Add single run option (interval:0)
pranspach opened this issue · comments
I'd like to be able to stream files from s3 in a single batch, instead of a persistent watch interval.
For context, I am launching an S3->ES logstash docker container from an Airflow DAG.
Adding an interval:0 case feels intuitive and satisfies my needs. Would a PR for this be appreciated?
public
def run(queue)
@current_thread = Thread.current
if @interval == 0
process_files(queue)
else
Stud.interval(@interval) do
process_files(queue)
end
end
end # def run
@pranspach I would definitely appreciate a PR that adds one-shot processing that closes down the input when it completes.
There will likely be a bit of extra complexity in handling interrupts and stop sequence, since the plugin currently uses Stud#stop!
to interrupt the Stud::Interval
. It may be simple enough to wrap the one-off execution in a Stud::Task
that we then Stud::Task#wait
on to get the stopping semantics without changing anything else.
Or, we can simply interrupt the Stud::Interval
after the first execution by sending Stud#stop!

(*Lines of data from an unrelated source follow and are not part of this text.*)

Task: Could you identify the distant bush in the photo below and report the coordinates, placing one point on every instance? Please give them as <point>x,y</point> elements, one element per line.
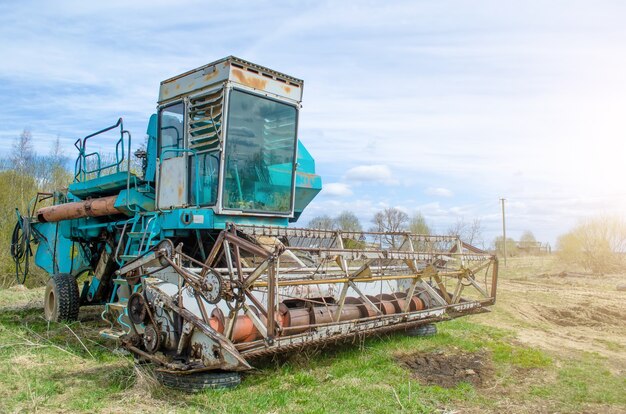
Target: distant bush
<point>596,244</point>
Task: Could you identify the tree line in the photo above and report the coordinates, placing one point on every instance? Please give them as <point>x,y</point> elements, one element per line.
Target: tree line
<point>390,220</point>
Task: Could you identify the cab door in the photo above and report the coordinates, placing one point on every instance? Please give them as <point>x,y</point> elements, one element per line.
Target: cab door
<point>172,157</point>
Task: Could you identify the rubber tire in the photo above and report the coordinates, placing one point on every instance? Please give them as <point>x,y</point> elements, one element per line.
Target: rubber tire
<point>61,299</point>
<point>423,330</point>
<point>210,380</point>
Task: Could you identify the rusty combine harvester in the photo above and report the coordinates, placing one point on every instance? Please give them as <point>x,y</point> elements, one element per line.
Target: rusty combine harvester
<point>194,261</point>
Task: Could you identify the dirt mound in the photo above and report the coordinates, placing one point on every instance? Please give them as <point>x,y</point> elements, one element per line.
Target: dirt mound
<point>589,315</point>
<point>448,369</point>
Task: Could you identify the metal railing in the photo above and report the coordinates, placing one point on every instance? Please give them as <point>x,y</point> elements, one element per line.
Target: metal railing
<point>83,168</point>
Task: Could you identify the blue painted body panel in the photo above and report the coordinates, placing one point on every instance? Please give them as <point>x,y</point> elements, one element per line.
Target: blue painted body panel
<point>56,253</point>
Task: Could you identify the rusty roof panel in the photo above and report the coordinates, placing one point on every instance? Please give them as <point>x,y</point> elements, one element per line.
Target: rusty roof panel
<point>234,70</point>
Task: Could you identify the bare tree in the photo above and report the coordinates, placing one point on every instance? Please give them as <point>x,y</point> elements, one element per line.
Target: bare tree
<point>471,233</point>
<point>418,224</point>
<point>511,246</point>
<point>596,244</point>
<point>527,239</point>
<point>348,221</point>
<point>390,220</point>
<point>322,223</point>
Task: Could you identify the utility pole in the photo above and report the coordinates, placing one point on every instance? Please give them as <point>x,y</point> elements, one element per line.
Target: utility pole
<point>503,230</point>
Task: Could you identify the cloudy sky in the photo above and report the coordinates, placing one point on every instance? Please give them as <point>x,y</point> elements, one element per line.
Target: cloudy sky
<point>441,107</point>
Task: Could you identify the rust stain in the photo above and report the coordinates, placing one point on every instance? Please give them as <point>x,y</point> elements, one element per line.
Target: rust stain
<point>210,75</point>
<point>249,80</point>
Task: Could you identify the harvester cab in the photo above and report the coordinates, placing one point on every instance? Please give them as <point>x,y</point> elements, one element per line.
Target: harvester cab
<point>193,258</point>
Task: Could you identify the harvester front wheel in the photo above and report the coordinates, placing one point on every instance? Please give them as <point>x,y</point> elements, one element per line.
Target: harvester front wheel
<point>210,380</point>
<point>61,300</point>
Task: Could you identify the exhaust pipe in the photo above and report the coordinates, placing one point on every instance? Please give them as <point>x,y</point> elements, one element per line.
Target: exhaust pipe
<point>96,207</point>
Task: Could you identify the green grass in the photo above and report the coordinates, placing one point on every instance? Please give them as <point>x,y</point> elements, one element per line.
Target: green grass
<point>45,367</point>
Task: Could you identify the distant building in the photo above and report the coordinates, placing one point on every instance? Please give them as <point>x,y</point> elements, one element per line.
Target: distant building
<point>533,247</point>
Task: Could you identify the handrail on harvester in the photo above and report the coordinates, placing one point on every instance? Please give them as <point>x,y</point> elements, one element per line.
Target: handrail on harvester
<point>80,167</point>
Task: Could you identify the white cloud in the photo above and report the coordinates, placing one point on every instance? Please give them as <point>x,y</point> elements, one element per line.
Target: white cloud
<point>337,189</point>
<point>439,192</point>
<point>371,174</point>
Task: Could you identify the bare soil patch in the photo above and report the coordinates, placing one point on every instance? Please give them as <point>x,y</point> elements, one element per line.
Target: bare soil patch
<point>448,369</point>
<point>562,311</point>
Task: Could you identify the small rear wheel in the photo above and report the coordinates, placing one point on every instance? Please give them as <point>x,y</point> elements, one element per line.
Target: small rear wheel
<point>61,299</point>
<point>423,330</point>
<point>210,380</point>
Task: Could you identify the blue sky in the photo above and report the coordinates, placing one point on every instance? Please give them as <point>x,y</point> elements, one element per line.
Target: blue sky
<point>441,107</point>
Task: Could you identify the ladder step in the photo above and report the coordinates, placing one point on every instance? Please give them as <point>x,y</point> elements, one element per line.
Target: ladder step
<point>118,306</point>
<point>136,234</point>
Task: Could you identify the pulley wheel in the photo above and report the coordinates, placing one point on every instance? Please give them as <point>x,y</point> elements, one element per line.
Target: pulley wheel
<point>151,339</point>
<point>212,287</point>
<point>137,311</point>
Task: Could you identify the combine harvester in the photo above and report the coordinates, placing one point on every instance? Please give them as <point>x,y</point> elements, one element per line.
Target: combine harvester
<point>194,260</point>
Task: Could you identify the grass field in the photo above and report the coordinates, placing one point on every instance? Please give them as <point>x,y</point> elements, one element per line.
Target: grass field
<point>65,368</point>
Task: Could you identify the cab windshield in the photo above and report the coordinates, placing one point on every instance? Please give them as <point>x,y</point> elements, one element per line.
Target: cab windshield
<point>260,151</point>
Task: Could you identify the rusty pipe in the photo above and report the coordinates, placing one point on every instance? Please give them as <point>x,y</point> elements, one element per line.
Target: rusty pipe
<point>96,207</point>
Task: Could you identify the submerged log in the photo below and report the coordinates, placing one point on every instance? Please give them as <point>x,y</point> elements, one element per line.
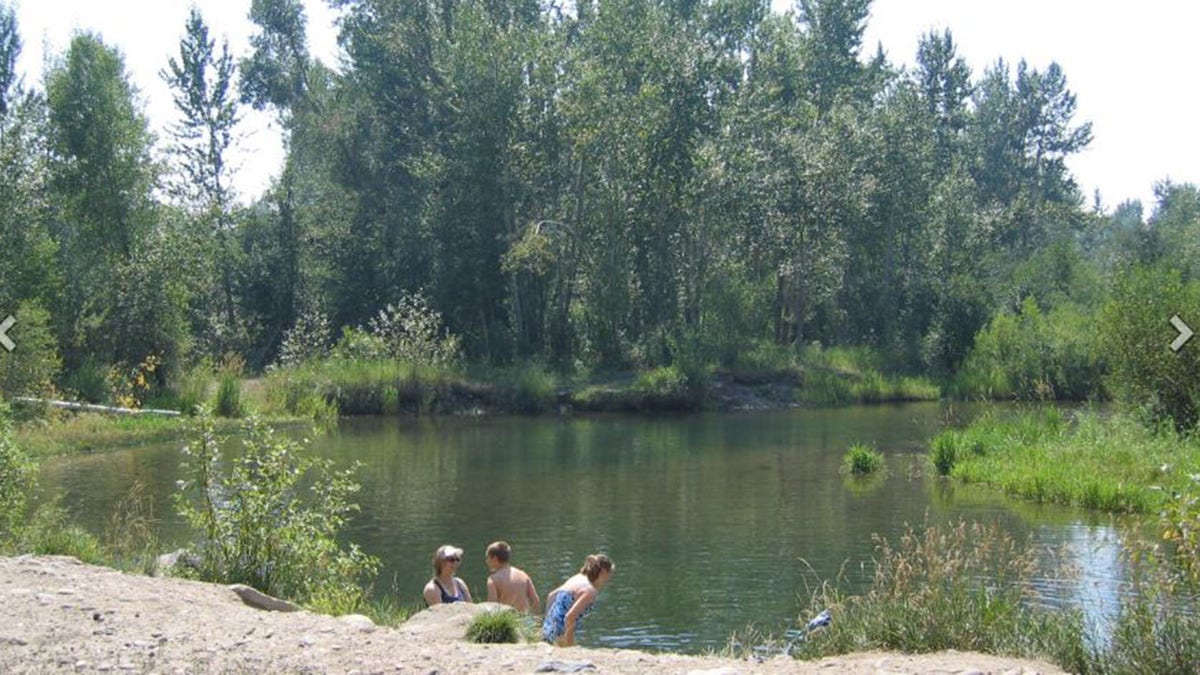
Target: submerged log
<point>93,407</point>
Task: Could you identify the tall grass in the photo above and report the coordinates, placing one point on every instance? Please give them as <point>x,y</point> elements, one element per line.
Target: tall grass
<point>1110,464</point>
<point>862,460</point>
<point>963,587</point>
<point>493,627</point>
<point>367,387</point>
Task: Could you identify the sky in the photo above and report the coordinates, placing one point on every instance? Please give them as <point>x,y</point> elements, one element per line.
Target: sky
<point>1132,67</point>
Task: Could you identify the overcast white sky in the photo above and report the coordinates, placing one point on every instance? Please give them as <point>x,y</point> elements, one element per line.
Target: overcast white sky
<point>1132,66</point>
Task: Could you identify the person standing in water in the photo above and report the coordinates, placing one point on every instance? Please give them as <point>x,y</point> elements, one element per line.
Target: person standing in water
<point>507,584</point>
<point>445,587</point>
<point>569,603</point>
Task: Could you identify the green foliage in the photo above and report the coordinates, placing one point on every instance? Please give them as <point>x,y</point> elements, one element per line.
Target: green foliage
<point>1135,333</point>
<point>271,519</point>
<point>664,388</point>
<point>1180,521</point>
<point>946,451</point>
<point>1104,463</point>
<point>1036,356</point>
<point>850,375</point>
<point>229,396</point>
<point>307,340</point>
<point>131,538</point>
<point>16,481</point>
<point>949,587</point>
<point>88,382</point>
<point>363,387</point>
<point>49,532</point>
<point>862,460</point>
<point>191,387</point>
<point>34,365</point>
<point>495,627</point>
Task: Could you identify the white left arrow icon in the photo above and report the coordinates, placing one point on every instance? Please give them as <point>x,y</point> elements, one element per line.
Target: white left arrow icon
<point>5,341</point>
<point>1186,333</point>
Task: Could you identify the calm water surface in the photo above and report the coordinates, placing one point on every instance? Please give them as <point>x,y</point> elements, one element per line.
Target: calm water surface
<point>715,521</point>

Using a zero-interval may be overloading the parameter a bit -- my natural assumption when seeing an interval of 0 would be that the input would simply look for more as soon as it is done processing what was present last time. A negative interval would be a slightly clearer way of indicating "this is not normal; read the docs".
Alternatively, we could use a separate parameter, like watch_for_new_files => "false"
?
Thanks @yaauie . I liked the watch_for_new_files
parameter suggestion. Let me know if there are any additional changes/feedback/discussion. I'd love to have this functionality in the plugin.
@pranspach merged in #162 and released in v3.4.0 😄